Just because there is no longer io_uring in the title does not mean it has been abandoned! However, last summer, optimization of the nvmed driver using io_uring turned out to be harder than expected, pointing out that there is room for many other optimizations in the kernel, and perhaps that userspace-to-userspace as I mentioned in the io_uring RFC might be preferable for such situations, more than a syscall-multiplexing kernel would be (it could also have something to do with how it was benchmarked). And, user threads for any given process have temporarily been placed all on the same hardware thread. Meanwhile, I have also during the year been working a bit on a runqueue-based O(1) scheduler (O(n) with respect to the number of timers though).

That said, with the introduction of file descriptor forwarding, and the possibilities for sandboxing that follows, the current syscall interface may soon be reworked. For example, openat may allow opening new files from existing files even for processes in the null namespace, and there is an existing limitation that syscalls handled by schemes can only use up to 4 arguments.
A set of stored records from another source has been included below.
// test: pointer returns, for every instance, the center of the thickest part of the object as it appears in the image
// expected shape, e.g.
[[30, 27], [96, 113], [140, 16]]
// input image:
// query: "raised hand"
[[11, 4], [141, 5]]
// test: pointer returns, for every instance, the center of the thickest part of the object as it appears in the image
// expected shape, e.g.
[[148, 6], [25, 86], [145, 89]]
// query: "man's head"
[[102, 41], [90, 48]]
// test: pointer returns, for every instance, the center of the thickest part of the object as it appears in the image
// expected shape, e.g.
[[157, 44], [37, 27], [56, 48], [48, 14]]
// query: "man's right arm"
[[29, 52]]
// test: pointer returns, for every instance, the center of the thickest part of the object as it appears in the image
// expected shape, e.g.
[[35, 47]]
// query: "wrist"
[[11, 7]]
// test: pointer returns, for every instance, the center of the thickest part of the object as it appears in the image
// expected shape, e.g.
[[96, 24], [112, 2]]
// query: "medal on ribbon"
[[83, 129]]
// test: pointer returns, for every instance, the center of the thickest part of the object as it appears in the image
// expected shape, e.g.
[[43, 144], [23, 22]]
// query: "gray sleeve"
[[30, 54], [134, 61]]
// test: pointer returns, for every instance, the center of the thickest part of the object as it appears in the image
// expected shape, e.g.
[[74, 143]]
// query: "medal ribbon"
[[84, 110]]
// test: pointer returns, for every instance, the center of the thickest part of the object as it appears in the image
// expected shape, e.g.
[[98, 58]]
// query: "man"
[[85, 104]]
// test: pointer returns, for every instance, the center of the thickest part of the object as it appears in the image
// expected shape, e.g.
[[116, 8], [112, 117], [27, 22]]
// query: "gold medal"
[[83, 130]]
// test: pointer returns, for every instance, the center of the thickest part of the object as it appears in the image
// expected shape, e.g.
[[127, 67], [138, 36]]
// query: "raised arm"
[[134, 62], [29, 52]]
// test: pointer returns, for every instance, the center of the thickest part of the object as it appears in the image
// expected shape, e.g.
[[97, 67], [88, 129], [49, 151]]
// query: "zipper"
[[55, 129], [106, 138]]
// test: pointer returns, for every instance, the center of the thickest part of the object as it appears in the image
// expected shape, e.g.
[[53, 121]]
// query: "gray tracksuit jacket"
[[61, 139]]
For that, the kernel-to-userspace io_urings, also mentioned before, can replace the current packet-based API with a ring-buffer interface (probably the same as is already implemented in io_uring) that would offer lower latency. In that case, a potential syscall-multiplexing (as I halfway implemented it last summer) kernel would also reduce complexity from 2x2 (syscalls initiated either from io_uring or blocking, and handled either by packets or io_uring) to 2x1 (client is blocking/io_uring, scheme only uses io_uring for handling requests).

The most exciting thing the new AddrSpace refactor will simplify, is implementing on-demand paging. First, page tables are now always locked upon access, and, all userspace virtual memory allocations now occur via Grant. In the best-case scenario, and if I don’t prioritize drivers/io_uring/scheduler instead, I’ll be able to implement on-demand paging before the end of this summer.

And of course, while both the userspace replacements of fexec and clone, as I implemented them now, are capable of making the OS boot all the way to desktop (and even implements setuid/setgid securely (in theory)), there are some things which still need to be finished. PTRACE_EVENT_CLONE is no longer generated (but could be, since creating a process via proc:new still (currently) copies e.g. uid from the caller (due to the lack of an interface to set uid for other processes unless you’re root). vfork is no longer supported either (in clone and exec, but remains in exit), but could be implemented in userspace as well and requires no complex kernel interface. And, there is memory corruption (only) in orblogin and background, but (1) it may be unrelated given that the new Grant “allocator” now reuses addresses more often than before, which debugging suggests has something to do with it, and (2) it was not present before userspace clone, which should make it easier to debug.

The kernel initfs implementation, which very recently was rewritten to use a proper filesystem format (as opposed to a source-level hack that required recompilation every time initfs had to be changed), can also be moved to userspace, if the kernel loads the raw initfs slice rather than loading initfs:bin/bootstrap.